Insertion sort is another simple sorting algorithm that builds the final sorted array one element at a time. It iterates through the list and repeatedly inserts each unsorted element into its correct position in the already sorted part of the array.

Here’s how the basic insertion sort algorithm works:

1. Initialization: Start with an unsorted list of elements.
2. Iteration: Iterate through the list, starting from the second element (index 1).
3. Insertion: For each element, compare it with the elements to its left in the sorted part of the array.
4. Shift and Insert: Shift elements greater than the current element one position to the right to make space for the current element, then insert the current element into its correct position.
5. Repeat: Repeat steps 2-4 until all elements are in their correct positions.

import java.util.Arrays;

 class InsertionSort {
    public static void main(String[] args) {
        int[] array = {8,4,2,9,12,5};
        sort(array);
    }

    public static void sort(int[] array){
        for (int i = 1; i < array.length; i++) {
            for(int j=i; j>0; j--){
                if(array[j] < array[j-1]) {
                    int temp = array[j];
                    array[j] = array[j-1];
                    array[j-1] = temp;
                }
            }
            System.out.println(Arrays.toString(array));
        }
    }
 }

Now, let’s illustrate this with a step-by-step example using the array {8, 4, 2, 9, 12, 5}:

• Pass 1 (i=1):
  • The inner loop compares 4 with 8 and swaps them. The array becomes {4, 8, 2, 9, 12, 5}.
  • The array is printed: [4, 8, 2, 9, 12, 5].
• Pass 2 (i=2):
  • The inner loop compares 2 with 8 and swaps them. The array becomes {4, 2, 8, 9, 12, 5}.
  • The inner loop then compares 2 with 4 and swaps them. The array becomes {2, 4, 8, 9, 12, 5}.
  • The array is printed: [2, 4, 8, 9, 12, 5].
• Pass 3 (i=3): The array remains unchanged: [2, 4, 8, 9, 12, 5].
• Pass 4 (i=4): The array remains unchanged: [2, 4, 8, 9, 12, 5].
• Pass 5 (i=5):
  • The inner loop compares 5 with 12 and swaps them. The array becomes {2, 4, 8, 9, 5, 12}.
  • The inner loop then compares 5 with 9 and swaps them. The array becomes {2, 4, 8, 5, 9, 12}.
  • The inner loop then compares 5 with 8 and swaps them. The array becomes {2, 4, 5, 8, 9, 12}.
  • The array is printed: [2, 4, 5, 8, 9, 12].

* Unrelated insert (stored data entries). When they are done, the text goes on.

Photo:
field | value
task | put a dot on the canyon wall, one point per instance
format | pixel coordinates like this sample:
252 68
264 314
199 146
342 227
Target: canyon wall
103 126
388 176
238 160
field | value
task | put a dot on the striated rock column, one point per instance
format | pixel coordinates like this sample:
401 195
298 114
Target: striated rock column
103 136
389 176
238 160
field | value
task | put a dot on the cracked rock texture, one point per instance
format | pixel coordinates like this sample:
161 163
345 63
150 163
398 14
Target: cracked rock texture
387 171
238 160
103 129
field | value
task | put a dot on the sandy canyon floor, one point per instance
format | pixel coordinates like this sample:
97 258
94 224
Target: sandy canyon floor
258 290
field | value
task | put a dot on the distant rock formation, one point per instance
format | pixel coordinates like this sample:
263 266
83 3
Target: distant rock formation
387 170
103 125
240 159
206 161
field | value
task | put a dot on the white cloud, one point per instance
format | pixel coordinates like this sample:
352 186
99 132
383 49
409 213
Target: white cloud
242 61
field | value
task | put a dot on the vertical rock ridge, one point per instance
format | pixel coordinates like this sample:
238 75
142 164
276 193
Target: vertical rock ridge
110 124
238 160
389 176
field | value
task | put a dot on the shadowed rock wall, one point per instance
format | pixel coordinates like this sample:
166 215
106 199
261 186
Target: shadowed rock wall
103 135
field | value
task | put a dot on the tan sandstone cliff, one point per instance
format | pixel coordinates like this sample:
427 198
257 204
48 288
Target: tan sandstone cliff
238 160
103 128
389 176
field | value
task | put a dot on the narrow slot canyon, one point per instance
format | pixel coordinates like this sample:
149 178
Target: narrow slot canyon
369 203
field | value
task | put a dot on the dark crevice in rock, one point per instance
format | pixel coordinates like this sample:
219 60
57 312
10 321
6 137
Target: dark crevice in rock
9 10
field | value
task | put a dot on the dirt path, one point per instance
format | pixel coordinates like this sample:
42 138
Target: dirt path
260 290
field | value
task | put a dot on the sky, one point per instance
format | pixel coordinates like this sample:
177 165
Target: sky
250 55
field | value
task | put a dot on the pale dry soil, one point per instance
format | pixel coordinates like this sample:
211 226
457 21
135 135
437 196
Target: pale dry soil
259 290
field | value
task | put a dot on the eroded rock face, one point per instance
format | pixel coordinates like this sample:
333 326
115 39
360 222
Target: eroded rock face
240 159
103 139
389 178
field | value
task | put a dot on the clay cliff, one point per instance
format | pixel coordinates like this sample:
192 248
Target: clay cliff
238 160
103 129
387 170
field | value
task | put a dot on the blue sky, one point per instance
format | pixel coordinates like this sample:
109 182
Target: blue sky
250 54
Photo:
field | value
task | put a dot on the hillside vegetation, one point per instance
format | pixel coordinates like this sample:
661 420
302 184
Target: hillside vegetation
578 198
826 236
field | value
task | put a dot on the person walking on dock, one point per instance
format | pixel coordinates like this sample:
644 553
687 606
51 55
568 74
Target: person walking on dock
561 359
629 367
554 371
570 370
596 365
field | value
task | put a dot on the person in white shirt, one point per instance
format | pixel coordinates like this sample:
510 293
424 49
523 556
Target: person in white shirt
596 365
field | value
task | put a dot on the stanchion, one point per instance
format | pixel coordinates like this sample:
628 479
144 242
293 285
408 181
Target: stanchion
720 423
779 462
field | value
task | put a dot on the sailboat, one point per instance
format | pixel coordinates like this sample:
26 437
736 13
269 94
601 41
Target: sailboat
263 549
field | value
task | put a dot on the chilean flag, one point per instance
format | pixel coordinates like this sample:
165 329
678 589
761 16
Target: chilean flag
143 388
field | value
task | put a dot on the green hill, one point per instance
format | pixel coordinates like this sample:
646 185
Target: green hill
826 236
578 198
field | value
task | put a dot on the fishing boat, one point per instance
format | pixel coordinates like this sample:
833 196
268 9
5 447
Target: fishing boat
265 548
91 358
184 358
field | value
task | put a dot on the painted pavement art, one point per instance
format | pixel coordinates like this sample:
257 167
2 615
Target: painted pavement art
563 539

Here are the key points to remember about insertion sort:

1. Basic Idea: Insertion sort builds the final sorted array one element at a time by repeatedly inserting each unsorted element into its correct position in the already sorted part of the array.
2. Iteration: It iterates through the list, starting from the second element (index 1), and compares each element with the elements to its left in the sorted part of the array.
3. Insertion Process: For each element, it compares it with the elements to its left in the sorted part of the array and shifts elements greater than the current element one position to the right to make space for the current element. Then, it inserts the current element into its correct position.
4. Time Complexity: Insertion sort has a time complexity of O(n^2) in the worst case and average case, where n is the number of elements in the list. This makes it suitable for small datasets or nearly sorted lists.
5. In-Place Sorting: It is an in-place sorting algorithm, meaning it sorts the list without requiring extra space proportional to the size of the input array.
6. Stability: Insertion sort is a stable sorting algorithm, preserving the relative order of equal elements.
7. Adaptability: Insertion sort performs well on partially sorted lists or small datasets. It adapts quickly to lists where only a few elements are out of order.
8. Efficiency: While insertion sort is simple and easy to implement, it is not as efficient as some other sorting algorithms, such as quicksort or mergesort, for large datasets due to its quadratic time complexity.